What is Necessary to Succeed

First Prize Blue RibbonAshley Allen
First Prize, Fall 2017 Essay Contest

What is Necessary to Succeed

In my first year of elementary school, my change in school brought about a more significant change in the perspective of my five-year-old mind: the introduction of a French class. This class was no small feat, being entirely conducted in French with no help whatsoever from the teacher (or as I had interpreted at the time). I returned home, tears welling in the corners of my eyes, complaining to my mother about the strange new beast that was French class. My mother’s only response was to express her annoyance that the school didn’t choose a more ‘useful’ language such as Spanish. Yet, my first day in French class pushed me on a journey that would continue to span twelve years and beyond, guiding me in lessons in resilience, determination, and giving me the skill sets to reach my goals in life.

French has never come easily to me. Having apraxia, a learning disability which affects verbal speech, I always described English as my second language, going through years of speech therapy to reach the same level of verbal processing as my peers. Thus, to my dismay, French presented a not so unique challenge that brought me back to my days of continuous work. Yet, French remained the one constant in my school schedule, requiring me to put in double the amount of effort and time to stay with the pace of my class. Determination, perseverance, and resiliency became a constant in my life, stemming solely from my French class. As I progressed in my schooling, these same academic values drove me to accomplish and perform at my very best, all prompted from my continuance with the French language. These same values allow me to succeed in any aspect of my life, whether it be through breaking through my writer’s block, solving an unsolvable problem at my job, or merely pushing through the last set when working out.

Now, taking the ideals I adopted from the language, I want to use the linguistic side of French to further my career pursuits. My dream is to travel the world in a creative field. Currently, I am thinking of pursuing a career at National Geographic, one in which I would be able to explore the world, write about the stories of our society, and document my experience through art (more specifically photography). French would allow me to have the added bonus of not only standing out on a resume but also allowing me to interact with the locals as a traveler not a tourist, fully permitting me to immerse myself in my environment. I believe one of the most harmful assumptions is to assume everyone one encounters will speak English and will want to speak English. Even as a potential business and political science major, French is the second most used language in business and an official language of the United Nations. French expands my worldview, which I believe is needed in our increasingly globalized world.
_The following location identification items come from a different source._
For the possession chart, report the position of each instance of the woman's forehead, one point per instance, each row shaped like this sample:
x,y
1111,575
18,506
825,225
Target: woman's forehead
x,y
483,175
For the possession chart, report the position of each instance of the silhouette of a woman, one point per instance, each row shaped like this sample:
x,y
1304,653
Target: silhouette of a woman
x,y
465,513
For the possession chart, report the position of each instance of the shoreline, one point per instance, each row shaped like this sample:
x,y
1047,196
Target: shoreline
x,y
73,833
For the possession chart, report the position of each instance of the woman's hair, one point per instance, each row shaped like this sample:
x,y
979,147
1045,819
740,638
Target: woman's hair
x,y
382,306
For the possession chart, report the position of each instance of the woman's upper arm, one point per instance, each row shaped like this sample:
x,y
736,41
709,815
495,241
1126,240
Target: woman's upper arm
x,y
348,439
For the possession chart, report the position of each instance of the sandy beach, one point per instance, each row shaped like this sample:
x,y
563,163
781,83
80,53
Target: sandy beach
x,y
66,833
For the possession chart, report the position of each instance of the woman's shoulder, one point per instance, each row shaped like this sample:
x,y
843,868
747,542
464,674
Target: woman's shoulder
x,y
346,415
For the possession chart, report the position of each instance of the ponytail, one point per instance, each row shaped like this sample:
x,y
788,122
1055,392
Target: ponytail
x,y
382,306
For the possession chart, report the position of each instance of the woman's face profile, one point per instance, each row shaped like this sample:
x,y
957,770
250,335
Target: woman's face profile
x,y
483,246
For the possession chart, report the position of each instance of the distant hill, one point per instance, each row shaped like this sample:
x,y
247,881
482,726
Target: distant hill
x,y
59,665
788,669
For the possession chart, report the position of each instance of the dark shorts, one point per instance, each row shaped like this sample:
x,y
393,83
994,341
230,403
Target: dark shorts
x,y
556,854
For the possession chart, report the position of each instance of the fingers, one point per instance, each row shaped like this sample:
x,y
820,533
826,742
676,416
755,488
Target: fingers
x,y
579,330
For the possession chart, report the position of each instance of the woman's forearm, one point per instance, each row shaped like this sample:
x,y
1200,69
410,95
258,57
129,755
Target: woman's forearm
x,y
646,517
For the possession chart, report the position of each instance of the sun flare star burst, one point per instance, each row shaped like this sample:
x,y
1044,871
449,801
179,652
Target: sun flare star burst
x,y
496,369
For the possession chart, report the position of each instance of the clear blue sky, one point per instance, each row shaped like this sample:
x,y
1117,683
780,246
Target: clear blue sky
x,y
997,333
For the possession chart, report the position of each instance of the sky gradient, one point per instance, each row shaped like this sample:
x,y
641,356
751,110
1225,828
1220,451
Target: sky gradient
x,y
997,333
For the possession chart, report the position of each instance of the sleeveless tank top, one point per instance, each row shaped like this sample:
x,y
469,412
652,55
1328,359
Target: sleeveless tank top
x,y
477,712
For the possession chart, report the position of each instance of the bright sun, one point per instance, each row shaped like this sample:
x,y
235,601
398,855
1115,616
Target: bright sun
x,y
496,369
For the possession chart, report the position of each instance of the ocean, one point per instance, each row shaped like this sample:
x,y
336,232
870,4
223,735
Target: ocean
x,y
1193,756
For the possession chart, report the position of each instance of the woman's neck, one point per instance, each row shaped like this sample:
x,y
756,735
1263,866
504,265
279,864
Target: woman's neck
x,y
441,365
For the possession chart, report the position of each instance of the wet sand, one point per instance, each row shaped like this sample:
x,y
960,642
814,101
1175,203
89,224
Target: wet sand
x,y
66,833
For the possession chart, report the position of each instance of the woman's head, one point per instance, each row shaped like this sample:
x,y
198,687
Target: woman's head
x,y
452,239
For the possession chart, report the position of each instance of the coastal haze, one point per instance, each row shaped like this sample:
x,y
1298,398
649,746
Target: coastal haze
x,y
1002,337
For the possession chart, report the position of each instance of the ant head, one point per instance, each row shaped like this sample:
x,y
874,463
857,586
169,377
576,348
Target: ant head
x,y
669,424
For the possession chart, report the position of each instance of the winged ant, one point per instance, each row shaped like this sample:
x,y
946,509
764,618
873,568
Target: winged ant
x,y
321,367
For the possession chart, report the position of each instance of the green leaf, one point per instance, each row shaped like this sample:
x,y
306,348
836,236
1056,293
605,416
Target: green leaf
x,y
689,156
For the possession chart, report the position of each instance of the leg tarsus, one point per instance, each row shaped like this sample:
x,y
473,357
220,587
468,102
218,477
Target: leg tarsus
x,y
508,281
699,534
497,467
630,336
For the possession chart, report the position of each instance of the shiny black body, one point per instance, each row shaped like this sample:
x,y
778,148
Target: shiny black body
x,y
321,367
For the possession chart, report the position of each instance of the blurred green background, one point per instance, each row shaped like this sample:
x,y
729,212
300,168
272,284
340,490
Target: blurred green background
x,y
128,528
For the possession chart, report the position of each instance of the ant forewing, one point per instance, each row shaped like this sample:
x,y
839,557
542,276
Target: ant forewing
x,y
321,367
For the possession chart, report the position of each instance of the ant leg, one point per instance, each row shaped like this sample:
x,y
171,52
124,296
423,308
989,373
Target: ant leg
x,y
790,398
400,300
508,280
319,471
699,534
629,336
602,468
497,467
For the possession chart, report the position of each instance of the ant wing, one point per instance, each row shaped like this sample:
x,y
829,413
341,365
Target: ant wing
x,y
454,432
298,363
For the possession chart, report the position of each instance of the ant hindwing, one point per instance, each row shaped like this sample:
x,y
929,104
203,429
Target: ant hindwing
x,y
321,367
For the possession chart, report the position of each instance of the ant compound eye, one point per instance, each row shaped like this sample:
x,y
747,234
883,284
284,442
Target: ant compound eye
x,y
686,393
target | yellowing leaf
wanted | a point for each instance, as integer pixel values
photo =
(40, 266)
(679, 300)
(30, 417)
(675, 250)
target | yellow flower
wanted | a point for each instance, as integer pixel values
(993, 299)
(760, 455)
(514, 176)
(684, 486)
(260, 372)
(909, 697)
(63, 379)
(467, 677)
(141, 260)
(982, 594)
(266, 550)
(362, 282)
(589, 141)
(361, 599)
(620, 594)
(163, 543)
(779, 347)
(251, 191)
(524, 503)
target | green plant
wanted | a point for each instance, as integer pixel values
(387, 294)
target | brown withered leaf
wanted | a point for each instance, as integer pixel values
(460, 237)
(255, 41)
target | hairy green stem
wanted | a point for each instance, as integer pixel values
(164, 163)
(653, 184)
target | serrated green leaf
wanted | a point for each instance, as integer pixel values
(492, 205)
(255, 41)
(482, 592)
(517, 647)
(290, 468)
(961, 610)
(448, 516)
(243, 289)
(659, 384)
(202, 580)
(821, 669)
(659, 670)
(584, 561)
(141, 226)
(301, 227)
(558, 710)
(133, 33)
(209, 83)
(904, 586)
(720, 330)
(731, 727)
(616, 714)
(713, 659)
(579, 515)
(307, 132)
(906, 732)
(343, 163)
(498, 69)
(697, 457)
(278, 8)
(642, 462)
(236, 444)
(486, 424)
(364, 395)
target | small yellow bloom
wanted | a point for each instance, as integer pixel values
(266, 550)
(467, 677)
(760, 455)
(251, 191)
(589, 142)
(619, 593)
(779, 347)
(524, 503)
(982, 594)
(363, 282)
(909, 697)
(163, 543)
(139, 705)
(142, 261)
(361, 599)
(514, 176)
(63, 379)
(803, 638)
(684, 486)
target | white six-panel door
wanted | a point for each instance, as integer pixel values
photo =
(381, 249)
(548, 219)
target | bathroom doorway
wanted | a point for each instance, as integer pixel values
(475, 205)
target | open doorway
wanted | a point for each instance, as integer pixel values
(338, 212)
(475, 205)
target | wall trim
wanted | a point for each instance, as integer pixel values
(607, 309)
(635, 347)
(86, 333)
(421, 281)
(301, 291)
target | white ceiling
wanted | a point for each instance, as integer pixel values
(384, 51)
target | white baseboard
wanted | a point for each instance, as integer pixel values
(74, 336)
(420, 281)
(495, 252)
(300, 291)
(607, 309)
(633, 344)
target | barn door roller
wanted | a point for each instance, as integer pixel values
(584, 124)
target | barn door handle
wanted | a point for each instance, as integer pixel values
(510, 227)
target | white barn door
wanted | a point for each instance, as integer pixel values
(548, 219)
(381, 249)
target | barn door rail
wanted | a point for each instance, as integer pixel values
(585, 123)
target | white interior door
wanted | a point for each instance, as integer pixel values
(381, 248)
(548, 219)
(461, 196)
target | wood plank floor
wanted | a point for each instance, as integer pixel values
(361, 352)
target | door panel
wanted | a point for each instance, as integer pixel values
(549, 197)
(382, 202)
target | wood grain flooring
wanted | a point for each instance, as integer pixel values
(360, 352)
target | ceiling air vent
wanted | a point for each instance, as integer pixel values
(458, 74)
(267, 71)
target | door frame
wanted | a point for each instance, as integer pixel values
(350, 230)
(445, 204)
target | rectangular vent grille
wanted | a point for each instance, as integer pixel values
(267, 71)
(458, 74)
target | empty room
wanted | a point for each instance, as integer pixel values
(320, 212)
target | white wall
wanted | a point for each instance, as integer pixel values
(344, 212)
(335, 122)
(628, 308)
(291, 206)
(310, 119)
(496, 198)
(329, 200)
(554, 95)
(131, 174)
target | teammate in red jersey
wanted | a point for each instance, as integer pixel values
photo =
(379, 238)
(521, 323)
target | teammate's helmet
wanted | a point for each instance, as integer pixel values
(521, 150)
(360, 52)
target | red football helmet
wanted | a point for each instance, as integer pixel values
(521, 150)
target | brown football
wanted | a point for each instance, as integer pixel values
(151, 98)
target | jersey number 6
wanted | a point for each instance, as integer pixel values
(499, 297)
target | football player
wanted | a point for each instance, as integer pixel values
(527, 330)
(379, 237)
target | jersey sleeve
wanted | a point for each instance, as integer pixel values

Therefore, the ability to speak French allows me to interact with a broader range of people on my travels. Already, I am utilizing the language to fully take advantage of the opportunities presented to me. This summer, I will be teaching French to English speaking students in Paris and the south of France. I will be learning how to better navigate the city and improving my fluency. Additionally, I will be taking photos of my environment and the students to send back home to their parents in written updates, truly turning me into a proxy journalist for the trip. Finally, I am looking into studying abroad next fall at an art school sponsored by the Savannah College of Arts and Design in Lacoste, France. I would be studying photography and writing to further my dreams of becoming a global journalist. Having this prior experience, which was opened to me by my ability to speak French, I would be ahead of my peers when applying to a National Geographic position, allowing me to finally say that I get paid to do what I love: traveling the world and creating art.